Почерк Леонардо.

* * *

Этой ночью Нюте приснился один из самых тяжелых кошмаров в ее жизни: растрепанная, с опухшим, не своим лицом Машута била зеркала.

Высокие учрежденческие зеркала, вделанные в стены, лопались с тихим треском, змеясь кривыми множественными ранами. Босая Машута металась с немыми воплями от зеркала к зеркалу и каблуками туфель, зажатых в обеих руках, колошматила направо и налево.

Но самое страшное: одновременно это были и сокровенные зеркала, что отражали весь живой мир ее дочери, и этот хрупкий мир с каждым ударом, с каждым воплем торжествующей безумной Машуты осыпался, струился кровавыми трещинами…

Нюта с трудом очнулась.

Лежала распластанная, будто переломанная, не в силах двинуться. Старалась понять – за что? Как слепец пыталась нащупать выход из завала осколков. Над нею школьной доской лежало беспросветное небо. Наконец оно зазеленело рассветной ряской.

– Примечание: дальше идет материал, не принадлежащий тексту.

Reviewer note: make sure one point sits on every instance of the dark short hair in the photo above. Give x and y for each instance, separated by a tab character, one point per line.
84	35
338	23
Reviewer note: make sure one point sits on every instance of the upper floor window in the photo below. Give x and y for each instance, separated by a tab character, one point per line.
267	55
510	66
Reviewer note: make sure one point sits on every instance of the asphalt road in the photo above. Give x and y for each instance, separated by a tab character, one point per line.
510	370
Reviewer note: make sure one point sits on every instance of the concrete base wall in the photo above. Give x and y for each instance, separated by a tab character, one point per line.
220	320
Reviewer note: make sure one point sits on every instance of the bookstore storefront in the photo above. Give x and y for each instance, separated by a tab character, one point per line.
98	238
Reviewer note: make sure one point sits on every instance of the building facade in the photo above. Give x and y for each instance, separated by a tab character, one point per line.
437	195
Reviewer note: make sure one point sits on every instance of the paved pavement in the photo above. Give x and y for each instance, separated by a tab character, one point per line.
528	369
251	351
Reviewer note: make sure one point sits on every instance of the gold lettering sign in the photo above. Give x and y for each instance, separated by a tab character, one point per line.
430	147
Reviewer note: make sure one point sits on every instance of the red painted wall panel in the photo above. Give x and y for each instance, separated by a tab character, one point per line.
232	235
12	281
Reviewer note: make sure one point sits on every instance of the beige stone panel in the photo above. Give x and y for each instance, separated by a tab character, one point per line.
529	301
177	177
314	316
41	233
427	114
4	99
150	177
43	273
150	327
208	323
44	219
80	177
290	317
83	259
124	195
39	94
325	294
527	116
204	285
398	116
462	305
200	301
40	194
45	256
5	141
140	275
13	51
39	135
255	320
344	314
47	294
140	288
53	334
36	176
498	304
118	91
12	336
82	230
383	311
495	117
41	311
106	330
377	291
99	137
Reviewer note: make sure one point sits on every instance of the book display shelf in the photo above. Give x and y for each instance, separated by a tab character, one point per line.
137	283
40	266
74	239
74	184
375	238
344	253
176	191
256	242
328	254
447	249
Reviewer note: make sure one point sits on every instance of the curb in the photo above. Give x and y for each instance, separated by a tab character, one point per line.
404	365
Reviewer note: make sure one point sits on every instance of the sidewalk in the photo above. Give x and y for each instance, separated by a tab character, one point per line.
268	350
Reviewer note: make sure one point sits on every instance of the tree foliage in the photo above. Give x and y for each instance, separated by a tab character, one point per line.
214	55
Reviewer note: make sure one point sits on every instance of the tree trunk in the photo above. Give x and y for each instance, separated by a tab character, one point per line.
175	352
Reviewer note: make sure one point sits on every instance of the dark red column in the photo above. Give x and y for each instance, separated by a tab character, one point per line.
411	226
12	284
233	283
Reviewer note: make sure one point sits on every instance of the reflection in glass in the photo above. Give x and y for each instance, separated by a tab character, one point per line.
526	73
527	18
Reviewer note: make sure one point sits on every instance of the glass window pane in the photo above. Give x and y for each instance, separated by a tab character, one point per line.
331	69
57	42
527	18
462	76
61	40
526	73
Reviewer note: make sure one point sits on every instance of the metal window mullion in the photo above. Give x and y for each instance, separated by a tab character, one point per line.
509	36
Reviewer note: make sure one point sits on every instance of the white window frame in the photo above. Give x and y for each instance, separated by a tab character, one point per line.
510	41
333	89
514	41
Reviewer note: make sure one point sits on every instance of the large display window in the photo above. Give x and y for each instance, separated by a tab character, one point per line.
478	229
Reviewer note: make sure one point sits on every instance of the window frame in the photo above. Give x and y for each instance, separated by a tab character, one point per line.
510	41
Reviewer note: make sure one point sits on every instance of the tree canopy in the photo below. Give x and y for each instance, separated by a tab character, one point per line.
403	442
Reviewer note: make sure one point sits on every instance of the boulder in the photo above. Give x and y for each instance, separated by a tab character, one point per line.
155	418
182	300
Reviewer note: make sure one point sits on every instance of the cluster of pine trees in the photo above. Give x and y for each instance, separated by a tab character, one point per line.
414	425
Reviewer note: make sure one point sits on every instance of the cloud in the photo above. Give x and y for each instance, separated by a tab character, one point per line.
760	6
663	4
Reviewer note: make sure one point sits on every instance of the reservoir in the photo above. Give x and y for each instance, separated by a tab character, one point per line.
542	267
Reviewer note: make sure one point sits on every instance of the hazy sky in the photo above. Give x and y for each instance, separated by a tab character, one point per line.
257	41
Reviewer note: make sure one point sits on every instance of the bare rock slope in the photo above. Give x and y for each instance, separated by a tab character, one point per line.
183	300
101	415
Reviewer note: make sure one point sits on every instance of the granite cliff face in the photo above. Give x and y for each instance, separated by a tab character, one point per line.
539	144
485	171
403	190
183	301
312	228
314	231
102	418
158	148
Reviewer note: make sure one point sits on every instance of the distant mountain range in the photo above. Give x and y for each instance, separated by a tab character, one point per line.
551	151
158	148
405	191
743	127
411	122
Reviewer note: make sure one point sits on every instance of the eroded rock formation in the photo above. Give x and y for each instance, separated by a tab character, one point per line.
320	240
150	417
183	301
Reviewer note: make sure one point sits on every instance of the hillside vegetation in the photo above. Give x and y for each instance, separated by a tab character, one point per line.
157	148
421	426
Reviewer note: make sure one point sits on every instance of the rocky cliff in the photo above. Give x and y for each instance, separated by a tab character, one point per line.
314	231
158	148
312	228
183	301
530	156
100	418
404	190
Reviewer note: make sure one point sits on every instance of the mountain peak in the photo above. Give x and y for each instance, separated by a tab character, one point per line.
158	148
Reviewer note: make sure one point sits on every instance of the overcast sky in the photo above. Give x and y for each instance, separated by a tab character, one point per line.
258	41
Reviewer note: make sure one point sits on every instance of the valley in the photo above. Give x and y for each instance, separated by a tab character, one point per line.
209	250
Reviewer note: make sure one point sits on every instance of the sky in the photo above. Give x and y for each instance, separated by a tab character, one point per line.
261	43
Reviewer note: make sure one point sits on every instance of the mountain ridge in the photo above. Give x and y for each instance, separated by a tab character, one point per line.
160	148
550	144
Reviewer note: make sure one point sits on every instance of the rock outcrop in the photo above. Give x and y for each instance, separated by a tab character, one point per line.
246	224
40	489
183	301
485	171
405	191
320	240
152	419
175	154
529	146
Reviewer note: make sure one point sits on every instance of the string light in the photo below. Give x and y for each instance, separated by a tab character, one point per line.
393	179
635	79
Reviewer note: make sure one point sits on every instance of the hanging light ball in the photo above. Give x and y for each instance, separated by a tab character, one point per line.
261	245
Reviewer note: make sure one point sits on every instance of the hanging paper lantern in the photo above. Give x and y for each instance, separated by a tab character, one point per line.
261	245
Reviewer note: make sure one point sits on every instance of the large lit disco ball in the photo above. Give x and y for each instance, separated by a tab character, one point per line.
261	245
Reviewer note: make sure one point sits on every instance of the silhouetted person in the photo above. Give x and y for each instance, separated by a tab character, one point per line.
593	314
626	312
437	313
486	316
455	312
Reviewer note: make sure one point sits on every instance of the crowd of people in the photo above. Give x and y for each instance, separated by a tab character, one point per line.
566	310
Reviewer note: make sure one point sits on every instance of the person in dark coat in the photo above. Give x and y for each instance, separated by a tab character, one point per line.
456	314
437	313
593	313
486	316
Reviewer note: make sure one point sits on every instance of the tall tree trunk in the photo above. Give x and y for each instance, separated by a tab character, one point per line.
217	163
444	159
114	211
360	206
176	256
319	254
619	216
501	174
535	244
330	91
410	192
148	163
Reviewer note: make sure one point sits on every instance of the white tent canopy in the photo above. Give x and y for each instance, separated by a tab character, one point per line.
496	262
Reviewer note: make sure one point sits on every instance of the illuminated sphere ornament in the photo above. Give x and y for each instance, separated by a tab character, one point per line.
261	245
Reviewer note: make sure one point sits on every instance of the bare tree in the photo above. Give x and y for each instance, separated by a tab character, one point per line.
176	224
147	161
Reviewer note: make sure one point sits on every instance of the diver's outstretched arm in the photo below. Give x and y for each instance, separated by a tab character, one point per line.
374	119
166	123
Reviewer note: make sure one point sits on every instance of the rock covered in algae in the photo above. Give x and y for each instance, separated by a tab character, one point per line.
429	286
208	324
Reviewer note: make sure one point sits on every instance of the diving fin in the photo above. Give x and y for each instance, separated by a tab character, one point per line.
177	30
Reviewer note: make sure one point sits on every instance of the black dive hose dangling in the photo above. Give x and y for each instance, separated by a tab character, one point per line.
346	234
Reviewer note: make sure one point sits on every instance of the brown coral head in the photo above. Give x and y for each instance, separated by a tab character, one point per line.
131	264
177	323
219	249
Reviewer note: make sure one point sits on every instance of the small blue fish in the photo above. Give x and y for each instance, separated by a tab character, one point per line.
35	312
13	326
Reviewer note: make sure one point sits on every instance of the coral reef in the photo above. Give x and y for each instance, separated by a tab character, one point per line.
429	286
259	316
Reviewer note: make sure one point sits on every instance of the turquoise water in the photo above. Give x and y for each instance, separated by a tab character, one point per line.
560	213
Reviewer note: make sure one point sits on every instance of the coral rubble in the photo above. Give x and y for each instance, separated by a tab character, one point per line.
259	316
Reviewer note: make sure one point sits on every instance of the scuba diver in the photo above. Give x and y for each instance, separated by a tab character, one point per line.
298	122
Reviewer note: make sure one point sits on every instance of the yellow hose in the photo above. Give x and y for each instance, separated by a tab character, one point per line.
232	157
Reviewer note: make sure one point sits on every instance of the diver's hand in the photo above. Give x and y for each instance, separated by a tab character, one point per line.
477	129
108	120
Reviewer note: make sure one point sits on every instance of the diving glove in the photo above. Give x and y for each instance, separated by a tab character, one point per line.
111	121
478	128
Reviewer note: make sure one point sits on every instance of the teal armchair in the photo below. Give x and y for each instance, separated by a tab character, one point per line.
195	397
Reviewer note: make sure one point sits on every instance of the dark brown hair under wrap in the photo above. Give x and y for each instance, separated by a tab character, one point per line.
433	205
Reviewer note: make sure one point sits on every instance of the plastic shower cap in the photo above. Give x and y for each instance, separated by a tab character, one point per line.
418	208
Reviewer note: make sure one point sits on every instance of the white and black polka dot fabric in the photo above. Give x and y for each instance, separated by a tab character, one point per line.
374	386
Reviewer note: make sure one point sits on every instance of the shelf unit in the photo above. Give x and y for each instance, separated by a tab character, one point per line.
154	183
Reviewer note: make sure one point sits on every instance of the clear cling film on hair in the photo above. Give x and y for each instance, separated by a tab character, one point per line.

Собрав всю волю, Нюта рывком поднялась.

– Ты куда? – сонно спросил Володька.

Она молчала, запихивая свои вещички в рюкзак. У нее ныло тело, от сверлящей боли раскалывалась голова, но главное – зеркала… погашены были, раздавлены все зеркала. И теперь так долго, так мучительно долго они будут нарастать слой за слоем, тонким накатом, пленкой, отраженным блеском, зыблющим светом – неделями…

Сейчас она ничего не видела. Просто сердцем знала, что с Машутой несчастье.

Сказала хриплым больным голосом:

– Я, Володя, домой… домой должна ехать. Там у нас беда.

– Откуда ты знаешь? – оторопело спросил он. Еще не привык… не ощутил колыхания бездны у нее под ногами. Она задержала взгляд на нем: белесый ежик, лицо со сна обескураженное, детское, губы черные от вчерашней лесной черники… Бедный ты мой.

Одна, подумала обреченно. Не втягивай, ты должна быть одна!

И тихо проговорила:

– Знаю.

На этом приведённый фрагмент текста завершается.